Das Hauptaugenmerk lag laut IVFP auf dem Teilbereich Preis/Leistung, der mit 50 Prozent am höchsten gewichtet wurde. Bei den Berechnungen der einzelnen Fallbeispiele konnte laut IVFP eine große Spannbreite zwischen günstigen und teuren Tarifen festgestellt werden. Auch werde verdeutlicht, dass es für handwerkliche Berufe durchaus bezahlbare Tarife im Angebot der Versicherer gibt.

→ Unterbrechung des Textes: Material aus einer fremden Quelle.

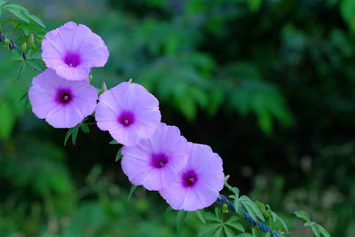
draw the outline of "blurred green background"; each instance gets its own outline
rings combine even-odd
[[[162,121],[211,146],[229,183],[290,229],[304,209],[333,236],[355,233],[355,1],[24,0],[47,30],[73,20],[110,51],[93,83],[134,78]],[[3,20],[6,15],[2,16]],[[10,28],[2,30],[12,36]],[[16,31],[16,30],[15,30]],[[16,39],[16,38],[15,38]],[[15,41],[16,42],[16,41]],[[0,236],[196,236],[156,193],[130,184],[94,125],[76,146],[19,103],[36,75],[0,51]],[[292,236],[312,236],[301,232]]]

Der Teilbereich Unternehmensqualität floss mit 20 Prozent ein, um den Aspekten Sicherheit und Stabilität Rechnung zu tragen. Flexibilität und Transparenz wurden mit 20 Prozent bzw. zehn Prozent berücksichtigt.

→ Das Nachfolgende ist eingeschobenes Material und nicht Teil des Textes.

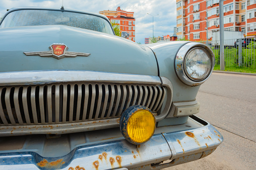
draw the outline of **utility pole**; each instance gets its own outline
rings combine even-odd
[[[207,9],[207,0],[206,0],[206,45],[208,46],[208,11]]]
[[[224,45],[224,13],[223,0],[220,0],[220,70],[225,70],[225,56]]]
[[[154,41],[155,41],[155,38],[154,38],[154,17],[157,16],[158,15],[159,15],[159,14],[156,15],[155,16],[152,16],[152,15],[150,15],[149,13],[147,13],[147,14],[149,15],[150,16],[152,17],[152,20],[153,20],[153,39]]]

Die Top-Tarife im Überblick:

Tabelle in SBU: IVFP kürt die Top-Tarife(kb)

Foto: Shutterstock

Tabelle: IVFP

4 Kommentare

  1. Einen ähnlichen Tarif bietet HDI als Ego Young KL7PL mit Optionsrechten an, allerdings ist die BU – Rente mit 65 beendet und nicht lebenslang . Eine lebenslange BU – Rente halte ich für ziemlich komplex, denn es stellt sich dann ja die Frage der Besteuerung , denn nach §55 EStDV wird die BU – Rente danach besteuert zu welchem Zeitpunkt der Leistungsfall eingetreten ist und wie lange die Leistungsdauer ist. Je früher der Eintritt, desto höher der zu versteuernde Einkommensanteil. Sehr häufig wird bei der Bedarfsberechnung die steuerliche Komponente vernachlässigt oder sogar vergessen.
    Der große Nachteil dieser Tarife ist, dass man als Kunde oftmals nicht weiß, dass die BU – Versicherung nur dann einspringt, wenn der BU – Fall beispielsweise vor 40 eingetreten ist. Tritt der Schaden aber nach 40 ein ist die Versicherung abgelaufen und daher leistungsfrei ! Hier schlummert für den Makler ein erhebliches Haftungsrisiko, denn diese ” Aussschnittsdeckung” !! sollte er rechtzeitig erkennen und den Kunden schriftlich auf sein Optionsrecht und mögliche Folgen hinweisen diese Versicherung in einen ” Normaltarif ” umzuwandeln.
    Sicherlich sind die Versicherungsgesellschaften ebenfalls aufgefordert den Kunden rechtzeitig über die Ausübung der Optionsrechte zu informieren, aber ob man aus heutiger Sicht damit rechnen kann, dass ein Sachbearbeiter die Regelungen von alten Tarifwerken noch kennt ist aus der täglichen Praxis doch stark anzuzweifeln.
    Diese Tarife verlangen vom Makler ein hohes Maß an langfristiger Betreuungsqualität. Dies insbesondere dann , wenn Bestände ge / verkauft werden.

    Kommentar von Uwe Hummel — 5. Januar 2017 @ 13:50

  2. mit lebenslangen Leistungen? Wobei ich mir die Bemerkung erlauben darf, dass die Bestimmung bei Generali nicht wirklich zu den klarsten am deutschen Markt zählen. Vielleicht war sie auch deshalb bezahlbar:-). wünsche ein gutes und erfolgreiches neues Jahr

    Kommentar von Frank Dietrich — 4. Januar 2017 @ 11:12

  3. Bis 31.12.2015 konnte man noch bei der Generali eine bezahlbare selbstständige BU mit lebenslangen Leistungen vermitteln, wenn der BU-Fall vor dem 40. Lebensjahr eintrat und ununterbrochen bis zum Endalter fortbestand. Eine vergleichbare, bezahlbare Leistung finde ich auf dem Versicherungsmarkt leider nicht mehr. Schade.

    Kommentar von Ralf-Rüdiger Engelhardt — 4. Januar 2017 @ 11:04

  4. und es waren dann wohl wieder nicht allein die Bestimmungen, die den Nutzen darstellen, als geratet wurde. Wo liegt dann der Verbraucher-Sinn?